Investors don't seem to understand the importance of China's economy for European stocks, particularly for Germany and Northern Europe, according to Philip Saunders, co-head of multi-asset at Investec Asset Management.

Speaking to CNBC's "Squawk Box" on Wednesday, Saunders said that Chinese demand has "been a very significant driver of growth" for those shares over the last few years. And, when that demand slips, it's led to declines.

"The extreme weakness of (European) markets last year was connected to the Chinese credit cycle, which now shows signs of turning around," Saunders said, referencing the slew of fiscal and monetary stimulus measures implemented by Beijing in 2018 and the beginning of this year.

As a result of such policies, which are set to boost growth, Saunders expressed confidence that the "very unloved" European equity markets might well "be a significant beneficiary" of that change.
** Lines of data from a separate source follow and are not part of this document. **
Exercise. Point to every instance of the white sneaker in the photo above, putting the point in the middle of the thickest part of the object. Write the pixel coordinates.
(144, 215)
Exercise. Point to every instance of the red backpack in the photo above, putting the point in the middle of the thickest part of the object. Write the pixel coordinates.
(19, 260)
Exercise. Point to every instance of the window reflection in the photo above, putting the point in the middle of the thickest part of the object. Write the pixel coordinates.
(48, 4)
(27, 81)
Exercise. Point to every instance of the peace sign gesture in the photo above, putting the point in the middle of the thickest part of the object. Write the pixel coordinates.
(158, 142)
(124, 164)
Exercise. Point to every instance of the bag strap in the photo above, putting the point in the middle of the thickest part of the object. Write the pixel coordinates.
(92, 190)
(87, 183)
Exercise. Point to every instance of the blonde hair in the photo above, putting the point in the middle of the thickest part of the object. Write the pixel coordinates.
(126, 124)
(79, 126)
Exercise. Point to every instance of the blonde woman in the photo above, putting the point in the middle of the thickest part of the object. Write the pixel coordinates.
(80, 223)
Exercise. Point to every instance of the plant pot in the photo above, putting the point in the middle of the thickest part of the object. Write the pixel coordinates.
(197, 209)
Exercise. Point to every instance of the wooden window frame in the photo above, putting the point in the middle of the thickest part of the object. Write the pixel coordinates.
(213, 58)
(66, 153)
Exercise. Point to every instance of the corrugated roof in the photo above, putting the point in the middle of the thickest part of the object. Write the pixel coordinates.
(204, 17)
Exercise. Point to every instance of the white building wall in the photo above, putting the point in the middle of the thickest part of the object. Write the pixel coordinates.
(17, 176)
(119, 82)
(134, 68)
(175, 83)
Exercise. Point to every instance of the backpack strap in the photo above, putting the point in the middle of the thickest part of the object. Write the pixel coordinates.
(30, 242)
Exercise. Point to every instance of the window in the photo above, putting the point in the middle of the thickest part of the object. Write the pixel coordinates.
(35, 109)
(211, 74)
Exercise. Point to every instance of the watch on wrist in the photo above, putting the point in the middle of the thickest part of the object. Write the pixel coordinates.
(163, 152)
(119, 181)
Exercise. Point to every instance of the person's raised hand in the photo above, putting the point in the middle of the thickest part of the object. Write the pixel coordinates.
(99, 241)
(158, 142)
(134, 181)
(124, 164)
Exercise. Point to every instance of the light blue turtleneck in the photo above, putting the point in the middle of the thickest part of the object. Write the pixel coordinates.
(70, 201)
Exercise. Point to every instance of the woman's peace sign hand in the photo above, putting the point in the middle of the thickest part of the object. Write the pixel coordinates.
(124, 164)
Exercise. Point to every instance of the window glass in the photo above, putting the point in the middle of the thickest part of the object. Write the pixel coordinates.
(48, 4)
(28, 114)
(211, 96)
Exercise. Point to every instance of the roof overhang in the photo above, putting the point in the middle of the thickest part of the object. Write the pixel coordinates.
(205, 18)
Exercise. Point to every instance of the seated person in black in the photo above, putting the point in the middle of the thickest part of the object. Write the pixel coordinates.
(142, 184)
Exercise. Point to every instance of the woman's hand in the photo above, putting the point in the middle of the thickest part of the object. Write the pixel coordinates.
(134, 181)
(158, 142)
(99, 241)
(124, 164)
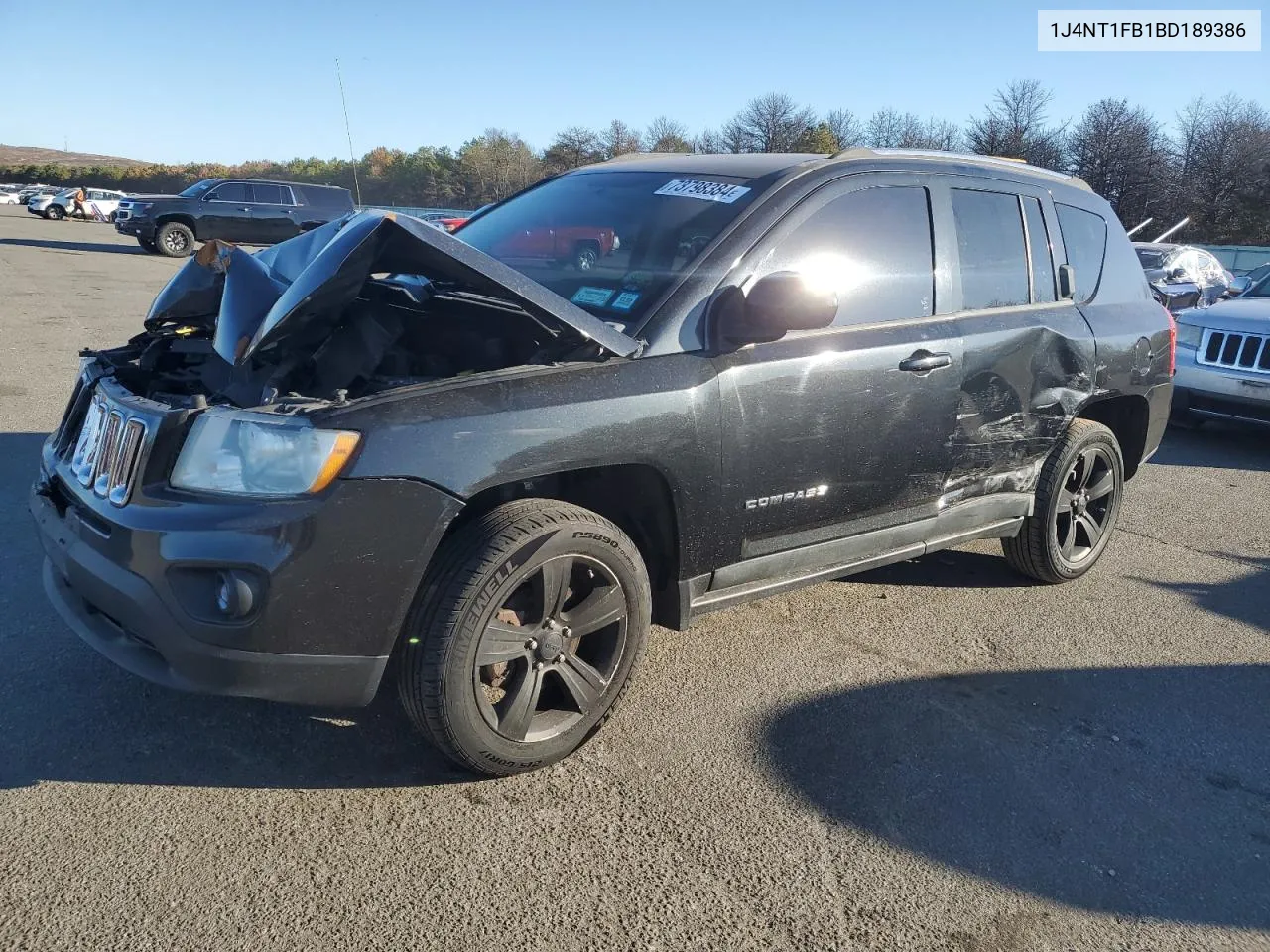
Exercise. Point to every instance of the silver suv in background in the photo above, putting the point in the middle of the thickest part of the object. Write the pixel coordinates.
(1223, 359)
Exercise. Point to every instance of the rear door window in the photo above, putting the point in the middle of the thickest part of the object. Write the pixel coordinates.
(1084, 235)
(873, 246)
(989, 234)
(267, 194)
(231, 191)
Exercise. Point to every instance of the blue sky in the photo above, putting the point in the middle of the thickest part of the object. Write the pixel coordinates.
(239, 80)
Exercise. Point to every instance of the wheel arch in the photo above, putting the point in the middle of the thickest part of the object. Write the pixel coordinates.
(636, 497)
(1128, 416)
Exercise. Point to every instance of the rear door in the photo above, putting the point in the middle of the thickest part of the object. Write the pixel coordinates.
(1029, 356)
(227, 212)
(272, 213)
(842, 430)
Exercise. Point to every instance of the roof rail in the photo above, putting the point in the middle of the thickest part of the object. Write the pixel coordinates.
(625, 157)
(1005, 162)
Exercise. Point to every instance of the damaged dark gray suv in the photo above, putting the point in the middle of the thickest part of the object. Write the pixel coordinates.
(470, 466)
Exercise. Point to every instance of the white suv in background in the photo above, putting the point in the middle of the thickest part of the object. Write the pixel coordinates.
(99, 203)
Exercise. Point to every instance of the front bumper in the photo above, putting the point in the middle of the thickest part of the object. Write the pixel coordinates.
(1219, 393)
(137, 227)
(336, 579)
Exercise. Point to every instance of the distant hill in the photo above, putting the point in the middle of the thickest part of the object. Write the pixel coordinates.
(35, 155)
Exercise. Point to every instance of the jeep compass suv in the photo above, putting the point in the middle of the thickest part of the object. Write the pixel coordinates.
(377, 452)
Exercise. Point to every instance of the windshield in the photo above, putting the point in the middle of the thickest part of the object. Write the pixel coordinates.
(197, 188)
(611, 241)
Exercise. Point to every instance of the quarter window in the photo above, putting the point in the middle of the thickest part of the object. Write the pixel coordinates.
(989, 235)
(231, 191)
(1039, 252)
(1084, 235)
(873, 246)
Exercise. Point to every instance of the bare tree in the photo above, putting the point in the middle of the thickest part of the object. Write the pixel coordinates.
(666, 135)
(846, 128)
(575, 146)
(708, 141)
(1015, 125)
(1222, 173)
(620, 139)
(769, 123)
(1121, 153)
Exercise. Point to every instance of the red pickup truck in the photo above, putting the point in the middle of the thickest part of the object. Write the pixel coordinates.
(579, 245)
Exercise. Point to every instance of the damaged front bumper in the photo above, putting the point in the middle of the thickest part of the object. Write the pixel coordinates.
(329, 588)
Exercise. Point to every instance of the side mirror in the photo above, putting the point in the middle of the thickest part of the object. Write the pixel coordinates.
(1066, 282)
(776, 304)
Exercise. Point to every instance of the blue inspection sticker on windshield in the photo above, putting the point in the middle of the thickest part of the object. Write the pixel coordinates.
(594, 298)
(625, 301)
(705, 190)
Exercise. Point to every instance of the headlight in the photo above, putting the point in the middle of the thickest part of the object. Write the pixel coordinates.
(261, 456)
(1189, 335)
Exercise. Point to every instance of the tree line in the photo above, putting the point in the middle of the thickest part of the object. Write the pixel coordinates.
(1211, 166)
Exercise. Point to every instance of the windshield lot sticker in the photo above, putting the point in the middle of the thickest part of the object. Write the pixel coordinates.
(625, 301)
(595, 298)
(705, 190)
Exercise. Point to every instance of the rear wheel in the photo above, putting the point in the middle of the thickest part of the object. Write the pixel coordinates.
(1078, 504)
(175, 240)
(525, 639)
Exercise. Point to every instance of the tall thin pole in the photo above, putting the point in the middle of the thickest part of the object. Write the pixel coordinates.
(357, 188)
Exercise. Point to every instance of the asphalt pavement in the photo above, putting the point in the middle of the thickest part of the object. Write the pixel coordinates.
(937, 756)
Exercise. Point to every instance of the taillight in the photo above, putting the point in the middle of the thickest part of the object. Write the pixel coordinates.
(1173, 343)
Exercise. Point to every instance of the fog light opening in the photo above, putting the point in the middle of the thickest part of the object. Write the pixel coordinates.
(235, 594)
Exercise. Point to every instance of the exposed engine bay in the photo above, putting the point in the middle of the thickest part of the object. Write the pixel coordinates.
(340, 312)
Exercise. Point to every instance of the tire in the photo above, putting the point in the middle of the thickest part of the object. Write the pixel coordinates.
(585, 255)
(175, 240)
(521, 710)
(1080, 489)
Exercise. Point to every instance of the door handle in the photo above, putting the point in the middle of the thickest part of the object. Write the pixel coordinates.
(925, 362)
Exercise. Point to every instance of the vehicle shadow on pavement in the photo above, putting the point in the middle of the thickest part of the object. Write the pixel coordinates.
(1138, 792)
(952, 569)
(68, 715)
(79, 246)
(1216, 444)
(1243, 599)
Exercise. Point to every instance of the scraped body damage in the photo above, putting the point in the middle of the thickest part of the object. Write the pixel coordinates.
(1026, 375)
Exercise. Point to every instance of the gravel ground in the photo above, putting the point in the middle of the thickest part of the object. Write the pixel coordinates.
(934, 756)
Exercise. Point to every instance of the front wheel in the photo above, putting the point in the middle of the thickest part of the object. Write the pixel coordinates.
(525, 638)
(175, 240)
(1078, 503)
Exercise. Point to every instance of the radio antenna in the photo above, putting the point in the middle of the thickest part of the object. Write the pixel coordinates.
(357, 188)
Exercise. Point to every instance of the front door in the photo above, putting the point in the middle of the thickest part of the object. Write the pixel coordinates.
(843, 430)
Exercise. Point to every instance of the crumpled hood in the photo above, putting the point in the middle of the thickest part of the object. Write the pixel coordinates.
(1242, 315)
(308, 281)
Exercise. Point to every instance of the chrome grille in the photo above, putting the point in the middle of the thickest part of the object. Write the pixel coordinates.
(108, 449)
(1239, 352)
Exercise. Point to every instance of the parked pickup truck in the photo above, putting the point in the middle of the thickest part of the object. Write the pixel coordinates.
(379, 454)
(245, 211)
Moreover, Saunders said an increase in Chinese demand is likely to have a positive impact on Europe's overall economy. China has been the second-largest trading partner for the European Union, contributing to 15.3 percent of the value of EU imports and exports in 2017, according to the European Commission.

Still, Saunders said, not all European equities are necessarily going to rise after Chinese domestic stimulus kicks in. Rather, companies with direct links to demand in China will be poised to benefit the most, he added.

In particular, he said: "Banks are very heavily beaten up and they could well surprise. So, for investors, basically, who missed out on this particular moving market, I think there may be opportunities to highlight areas that really haven't responded adequately to all the changes."

Among European Union nations, Germany was the largest exporter of goods to China (87 billion Euros) in 2017, according to the European Commission's Eurostat.